Oh and the nursery had quotes from Dostoevsky on the wall….

Yes this is absolutely the case in some schools here. Not all schools are like that but some can be terribly competitive.

Is it nicer where you are now? We have really seriously wondered about moving away to get DC space to grow up without all the pressure.

CharlotteLucas3 · 28/07/2024 20:13

This thread is making me miss Cambridge and all my fellow eccentrics🙁.

LameyJoliver · 28/07/2024 20:14

I'd love to know which school this is. The primary my two youngest went to was like that. Woolly and dreadfully middle class. Lots of lentil weaving and tinkly laughter. I don't think they're all like that but Cambridge is a bubble in almost every way

NaomiNameChange · 28/07/2024 20:20

Also name changed.

I’d say there is a higher percentage of neurodivergent families here than some other parts of the country. I think that plays into some of the hair brushing, “he doesn’t like”, not telling their child what to do type stuff. I haven’t seen hitting from older kids though, or the “that’s not very nice” response to hitting either.

”Properly groomed” is just a social norm that differs. I dare say my slightly scruffy children in secondhand clothing and with fairly outgrown haircuts, which isn’t unusual here, would be regarded as ungroomed and would standout in an area where new and branded clothing and “done” hair is more the norm. I don’t think that actually matters does it?

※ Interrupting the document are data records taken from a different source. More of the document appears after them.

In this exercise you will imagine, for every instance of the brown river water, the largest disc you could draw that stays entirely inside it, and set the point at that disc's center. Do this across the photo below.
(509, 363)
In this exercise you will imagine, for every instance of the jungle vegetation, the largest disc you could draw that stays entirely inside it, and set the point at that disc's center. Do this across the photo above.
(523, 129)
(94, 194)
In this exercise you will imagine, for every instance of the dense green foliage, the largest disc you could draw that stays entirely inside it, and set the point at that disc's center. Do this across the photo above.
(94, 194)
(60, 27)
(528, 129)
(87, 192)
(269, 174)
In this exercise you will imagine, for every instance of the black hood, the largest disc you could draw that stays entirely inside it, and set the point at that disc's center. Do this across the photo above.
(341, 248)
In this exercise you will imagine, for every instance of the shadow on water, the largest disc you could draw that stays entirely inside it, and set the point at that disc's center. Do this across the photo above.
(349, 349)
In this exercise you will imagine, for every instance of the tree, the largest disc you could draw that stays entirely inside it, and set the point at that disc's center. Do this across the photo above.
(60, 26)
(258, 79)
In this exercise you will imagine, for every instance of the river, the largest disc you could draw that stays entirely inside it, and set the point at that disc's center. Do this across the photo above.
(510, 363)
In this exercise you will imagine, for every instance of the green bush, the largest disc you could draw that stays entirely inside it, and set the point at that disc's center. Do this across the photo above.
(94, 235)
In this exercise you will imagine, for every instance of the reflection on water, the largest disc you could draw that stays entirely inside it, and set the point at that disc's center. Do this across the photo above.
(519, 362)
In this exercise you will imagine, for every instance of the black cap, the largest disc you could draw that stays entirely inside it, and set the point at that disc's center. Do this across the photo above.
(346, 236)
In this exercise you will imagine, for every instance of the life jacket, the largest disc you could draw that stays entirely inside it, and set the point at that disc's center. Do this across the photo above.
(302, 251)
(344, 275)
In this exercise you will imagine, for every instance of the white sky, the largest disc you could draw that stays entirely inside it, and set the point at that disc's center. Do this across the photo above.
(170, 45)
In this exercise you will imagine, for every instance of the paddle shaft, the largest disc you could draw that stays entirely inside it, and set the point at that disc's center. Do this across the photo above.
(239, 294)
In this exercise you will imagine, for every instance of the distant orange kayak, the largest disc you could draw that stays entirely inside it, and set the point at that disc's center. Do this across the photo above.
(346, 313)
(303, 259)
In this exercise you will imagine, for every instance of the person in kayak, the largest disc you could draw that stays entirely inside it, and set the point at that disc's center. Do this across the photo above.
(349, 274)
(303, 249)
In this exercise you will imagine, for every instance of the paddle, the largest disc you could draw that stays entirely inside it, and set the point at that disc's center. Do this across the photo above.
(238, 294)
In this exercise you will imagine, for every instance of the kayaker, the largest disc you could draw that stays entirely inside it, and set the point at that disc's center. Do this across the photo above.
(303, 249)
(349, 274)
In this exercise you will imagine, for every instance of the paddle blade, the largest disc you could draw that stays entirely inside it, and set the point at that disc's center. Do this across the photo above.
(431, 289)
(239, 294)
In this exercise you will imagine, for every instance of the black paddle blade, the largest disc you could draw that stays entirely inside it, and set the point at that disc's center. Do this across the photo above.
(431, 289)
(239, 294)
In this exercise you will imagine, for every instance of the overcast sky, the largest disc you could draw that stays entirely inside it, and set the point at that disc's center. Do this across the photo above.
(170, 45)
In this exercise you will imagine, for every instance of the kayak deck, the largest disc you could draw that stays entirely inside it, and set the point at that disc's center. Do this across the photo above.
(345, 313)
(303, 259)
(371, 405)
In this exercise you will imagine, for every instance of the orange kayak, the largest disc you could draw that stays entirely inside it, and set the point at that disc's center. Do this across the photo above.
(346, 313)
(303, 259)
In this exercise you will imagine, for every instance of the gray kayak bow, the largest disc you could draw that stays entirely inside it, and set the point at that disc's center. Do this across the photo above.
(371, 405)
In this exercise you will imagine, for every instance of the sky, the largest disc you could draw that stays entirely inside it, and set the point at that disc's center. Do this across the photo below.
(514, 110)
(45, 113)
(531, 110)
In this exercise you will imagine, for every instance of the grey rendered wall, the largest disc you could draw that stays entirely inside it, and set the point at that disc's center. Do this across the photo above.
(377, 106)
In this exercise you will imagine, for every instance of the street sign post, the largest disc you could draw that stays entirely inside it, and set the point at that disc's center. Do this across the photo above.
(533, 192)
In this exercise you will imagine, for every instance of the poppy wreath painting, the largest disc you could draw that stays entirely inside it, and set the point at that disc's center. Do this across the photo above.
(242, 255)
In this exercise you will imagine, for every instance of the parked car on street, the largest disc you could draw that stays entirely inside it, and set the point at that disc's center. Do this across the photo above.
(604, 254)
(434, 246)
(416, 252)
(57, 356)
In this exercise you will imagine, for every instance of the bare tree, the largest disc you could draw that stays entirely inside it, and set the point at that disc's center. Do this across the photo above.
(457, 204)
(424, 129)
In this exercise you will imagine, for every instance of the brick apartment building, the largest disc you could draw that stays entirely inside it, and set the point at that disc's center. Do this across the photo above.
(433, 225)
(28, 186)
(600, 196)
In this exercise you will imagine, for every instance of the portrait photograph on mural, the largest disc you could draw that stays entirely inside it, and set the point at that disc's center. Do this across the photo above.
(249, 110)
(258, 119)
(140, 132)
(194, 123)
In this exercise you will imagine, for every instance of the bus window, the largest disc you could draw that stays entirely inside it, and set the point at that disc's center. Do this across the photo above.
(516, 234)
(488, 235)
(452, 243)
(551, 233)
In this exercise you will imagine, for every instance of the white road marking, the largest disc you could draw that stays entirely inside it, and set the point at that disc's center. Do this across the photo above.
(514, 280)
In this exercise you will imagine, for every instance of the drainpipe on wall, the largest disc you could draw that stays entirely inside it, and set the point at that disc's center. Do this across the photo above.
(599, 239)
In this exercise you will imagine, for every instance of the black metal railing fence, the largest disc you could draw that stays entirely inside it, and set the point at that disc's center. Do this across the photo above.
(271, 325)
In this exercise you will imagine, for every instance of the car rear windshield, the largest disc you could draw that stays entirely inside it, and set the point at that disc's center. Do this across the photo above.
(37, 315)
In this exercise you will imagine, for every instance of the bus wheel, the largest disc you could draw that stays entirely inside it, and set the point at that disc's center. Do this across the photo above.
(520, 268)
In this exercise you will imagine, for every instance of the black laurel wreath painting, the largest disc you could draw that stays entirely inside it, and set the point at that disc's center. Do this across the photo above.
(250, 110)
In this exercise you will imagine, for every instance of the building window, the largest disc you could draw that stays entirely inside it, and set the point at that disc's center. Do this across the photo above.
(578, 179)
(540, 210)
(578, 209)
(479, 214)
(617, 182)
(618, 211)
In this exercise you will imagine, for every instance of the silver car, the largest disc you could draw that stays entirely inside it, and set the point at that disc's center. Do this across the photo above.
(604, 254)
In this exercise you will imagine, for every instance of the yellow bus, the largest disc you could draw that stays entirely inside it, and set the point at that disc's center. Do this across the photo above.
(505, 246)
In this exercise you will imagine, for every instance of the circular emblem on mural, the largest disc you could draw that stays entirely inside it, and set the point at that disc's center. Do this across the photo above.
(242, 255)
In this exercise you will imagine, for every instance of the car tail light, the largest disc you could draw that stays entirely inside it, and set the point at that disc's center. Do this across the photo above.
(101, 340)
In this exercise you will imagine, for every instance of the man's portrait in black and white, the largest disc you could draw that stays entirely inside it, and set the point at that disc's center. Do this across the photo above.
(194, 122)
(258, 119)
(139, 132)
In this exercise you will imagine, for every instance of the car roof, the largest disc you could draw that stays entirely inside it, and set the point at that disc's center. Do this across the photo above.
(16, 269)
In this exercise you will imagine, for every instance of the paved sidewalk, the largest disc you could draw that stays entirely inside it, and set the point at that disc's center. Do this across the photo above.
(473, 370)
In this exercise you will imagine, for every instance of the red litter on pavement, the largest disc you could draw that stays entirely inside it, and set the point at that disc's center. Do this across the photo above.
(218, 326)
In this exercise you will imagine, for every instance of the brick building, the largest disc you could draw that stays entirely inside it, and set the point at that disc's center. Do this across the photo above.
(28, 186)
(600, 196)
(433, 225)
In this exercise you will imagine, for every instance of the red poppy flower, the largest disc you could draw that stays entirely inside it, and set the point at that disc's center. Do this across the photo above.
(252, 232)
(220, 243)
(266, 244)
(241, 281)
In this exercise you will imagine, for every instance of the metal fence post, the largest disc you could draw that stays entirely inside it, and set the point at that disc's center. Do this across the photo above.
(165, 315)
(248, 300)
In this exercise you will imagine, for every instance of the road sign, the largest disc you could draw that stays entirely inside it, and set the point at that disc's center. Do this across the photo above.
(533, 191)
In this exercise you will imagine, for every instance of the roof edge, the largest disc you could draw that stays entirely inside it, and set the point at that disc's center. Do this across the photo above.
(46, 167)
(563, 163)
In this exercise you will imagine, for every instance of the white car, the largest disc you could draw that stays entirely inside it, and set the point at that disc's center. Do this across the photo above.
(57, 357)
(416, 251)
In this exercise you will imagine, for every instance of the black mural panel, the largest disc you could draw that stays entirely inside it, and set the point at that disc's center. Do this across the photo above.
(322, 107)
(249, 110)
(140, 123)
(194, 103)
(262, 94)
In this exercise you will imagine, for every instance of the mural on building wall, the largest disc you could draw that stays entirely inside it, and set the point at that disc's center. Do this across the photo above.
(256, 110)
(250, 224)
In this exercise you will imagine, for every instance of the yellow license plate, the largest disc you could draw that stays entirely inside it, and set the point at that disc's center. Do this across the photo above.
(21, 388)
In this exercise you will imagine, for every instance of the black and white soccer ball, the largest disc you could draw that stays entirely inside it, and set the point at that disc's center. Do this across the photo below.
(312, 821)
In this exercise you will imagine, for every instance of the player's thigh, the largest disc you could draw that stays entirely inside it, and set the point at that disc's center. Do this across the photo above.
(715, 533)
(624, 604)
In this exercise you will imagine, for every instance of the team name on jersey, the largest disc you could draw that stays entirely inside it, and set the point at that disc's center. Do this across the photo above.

Most of the parents I know here are nice people, with nice kids, trying their best, just like everyone else. I don’t recognise the descriptions of gentle parenting or of pressure for that matter. My kids are happy here and frankly I’ve got more issue with house prices and the crazy traffic than I do with how other people parent or my kids’ school lives. Maybe it’s different in other parts of the city - there are parts that are distinctively Cambridge whereas the bit we live in could probably be mistaken for any number of city suburbs.